# Dataset Construction - Movielens-1M

This notebook aims to model any recommender system datasets to the unified sequential format of pure text string, serving as the input of the user simulator LLM.

A recommender system data usually consists of 3 critical components: user, item and behavior. The user and item are usually represented by their IDs, while the behavior is usually represented by their interactions.

The goal of this notebook is to transform the original data into a unified format, with two types of JSON format:

- Item Feature JSON: This JSON contains a list of all items in the dataset, each element is following the format:
```json
{
    "item_id": "item_id (str), a unique identifier for the item",
    "item_description": "item_description (dict[str, str]), a dictionary of item attributes and their values. All values should be processed to be pure text string that can be understood by human. All features that contain unreadable information (e.g. image, video, audio, url, ID string ,etc.) should be converted (when possible) or removed (when not possible) to be pure text string.",
    "item_features": "item_features (dict[str, Any]), a dictionary of item features (except for those in item_description) and their values. "
This JSON is stored as `<DATASET_NAME>_item_feature.jsonl`.

- User Feature JSON: This JSON contains a list of all items in the dataset, each element is following the format:
```json
{
    "user_id": "user_id (str), a unique identifier for the user",
    "user_description": "user_description (dict[str, str]), a dictionary of user attributes and their values. All values should be processed to be pure text string that can be understood by human. All features that contain unreadable information (e.g. image, video, audio, url, ID string ,etc.) should be converted (when possible) or removed (when not possible) to be pure text string.",
    "user_features": "user_features (dict[str, Any]), a dictionary of user features (except for those in user_description) and their values. "
}
```
This JSON is stored as `<DATASET_NAME>_user_feature.jsonl`.
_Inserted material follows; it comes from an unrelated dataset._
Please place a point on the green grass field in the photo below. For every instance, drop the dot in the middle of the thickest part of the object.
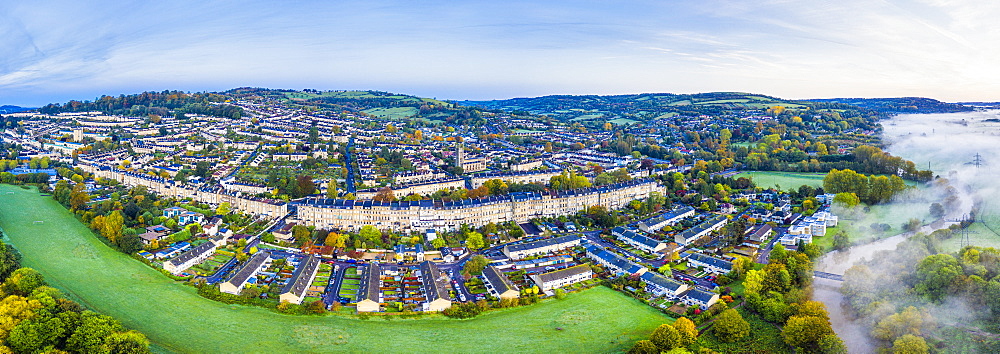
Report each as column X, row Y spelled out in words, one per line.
column 176, row 319
column 784, row 179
- Interaction JSON: This JSON contains a list of all user behaviors in the dataset, each element is following the format:
```json
{
    "user_id": "user_id (str), a unique identifier for the user",
    "item_id": "item_id (str), the ID of the item that the user has interacted with",
    "timestamp": "timestamp (str), the timestamp of the interaction in the format of YYYY-MM-DD HH:MM:SS. When the timestamp is not available, it should be set to the random timestamp.",
    "behavior_features": "behavior_features (dict[str, Any]), a dictionary of behavior features and their values. All values should be processed to be pure text string that can be understood by human. All features that contain unreadable information (e.g. image, video, audio, url, ID string ,etc.) should be converted (when possible) or removed (when not possible) to be pure text string."
}
```
This JSON is stored as `<DATASET_NAME>_interaction.jsonl`.


## Download the raw data

You can download the raw data from the following links:
- [Movielens-1M](https://files.grouplens.org/datasets/movielens/ml-1m.zip)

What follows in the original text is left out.